At the end of May in its 2004 report, Amnesty International affirmed that the efforts of President Vicente Fox’s government to guarantee respect for human rights have been “insufficient” to restrain “frequent and generalized violations”. This report declared that the “structural failures” of the penal justice system continue to be the key cause of the violations of human rights and impunity. In addition, it indicated that in indigenous communities, discrimination, marginalization, and conflicts continue to cause multiple violations of human rights. The report points out that in June 2003 AI was invited to Mexico to resume the negotiations with the EZLN and to reform the “controversial” 2001 legislation on indigenous rights. Also, it mentioned that there is a great concern about the danger that the Puebla-Panama Plan represents for the indigenous communities in southern Mexico, since it threatens to violate the economic, social, and cultural rights of these communities.
By the end of May, representatives of civil organizations met with the Secretary of Interior, Santiago Creel, and obtained a series of agreements to guarantee the continuity of the dialogue with the government.
With regards to indigenous communities, in the middle of May, the thirteenth meeting of the Indigenous National Congress (CNI) took place in Union Hidalgo, Oaxaca.

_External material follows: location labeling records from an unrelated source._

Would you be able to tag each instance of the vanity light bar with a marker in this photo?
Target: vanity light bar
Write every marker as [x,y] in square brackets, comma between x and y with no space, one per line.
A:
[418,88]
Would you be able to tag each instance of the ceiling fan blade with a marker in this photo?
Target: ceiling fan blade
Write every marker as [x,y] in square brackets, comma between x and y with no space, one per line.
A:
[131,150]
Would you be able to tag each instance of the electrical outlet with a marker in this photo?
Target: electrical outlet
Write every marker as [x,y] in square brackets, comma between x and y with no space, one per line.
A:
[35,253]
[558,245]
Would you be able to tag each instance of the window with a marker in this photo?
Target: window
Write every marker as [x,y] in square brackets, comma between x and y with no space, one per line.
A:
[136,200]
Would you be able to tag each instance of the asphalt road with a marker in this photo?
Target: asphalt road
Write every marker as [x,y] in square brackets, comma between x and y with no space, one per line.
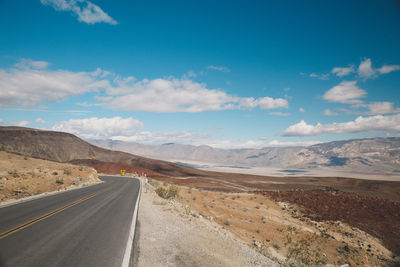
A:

Delegates from the Center-Pacific region decided to ratify the San Andrés Peace Accords as the “Indigenous Constitution” and to proceed in a “peaceful rebellion” by means of exercising autonomy. Juan Chávez, purépecha of Nurio, emphasized: “there is no need to fall into continually asking the State for something that it has already denied to us (the constitutional recognition of the rights of the Indian communities with the approval of the initiative of the COCOPA Law). We do not have to ask the government for permission. That demand was left behind with the creation of the Caracoles (Snails) in Chiapas and with the autonomous municipalities like Xochistlahuaca (Guerrero) and with what is happening in Hidalgo Union (Oaxaca) and Tlalnepantla (Morelos)“.
On May 28th, the summit of Heads of State and Government of Latin America, the Caribbean and the European Union with representatives from 58 countries began in Guadalajara, Jalisco, Mexico. Several “antiglobalization” social forums took place simultaneously (see separate article). Unfortunately, in the press very little of the content of the discussions was rescued due to the fact that the protest march that culminated several days of work ended with acts of violence. Several organizations that were present declared that the intensity of the police repression surpassed the safety measures that could be established to defend themselves from the small groups within the march.
45 young Mexicans were detained. Eight foreigners were deprived of their freedom and finally deported from the country. Human Rights organizations condemned the abuses, humiliations and violations to their rights of access to justice and the protection of their physical integrity due to what they were put through. One week later, the Mexican prisoners were formally charged for crimes of rioting, gang actions, resistance or disobedience, attacks on the communication lines, injuries, robbery, and damage.
Lastly, in Declaration of Tepeaca (State of Puebla), the Mexican Gathering for Alternatives of Life and People was celebrated from June 4-6 in preparation of the upcoming Mesoamerican social forums in the month of July, which will take place in El Salvador. Representatives of 112 social organizations from the whole country met together. They rejected the neoliberal policies imposed by the President, as well as their direct consequences. They reiterated their fight for the autonomy of the indigenous communities and therefore, for the fulfillment of the San Andrés Accords. They proposed the creation of an Alternative Plan of Life for the Mesoamerican Communities based on the dignity of their people, their culture, and mother Earth.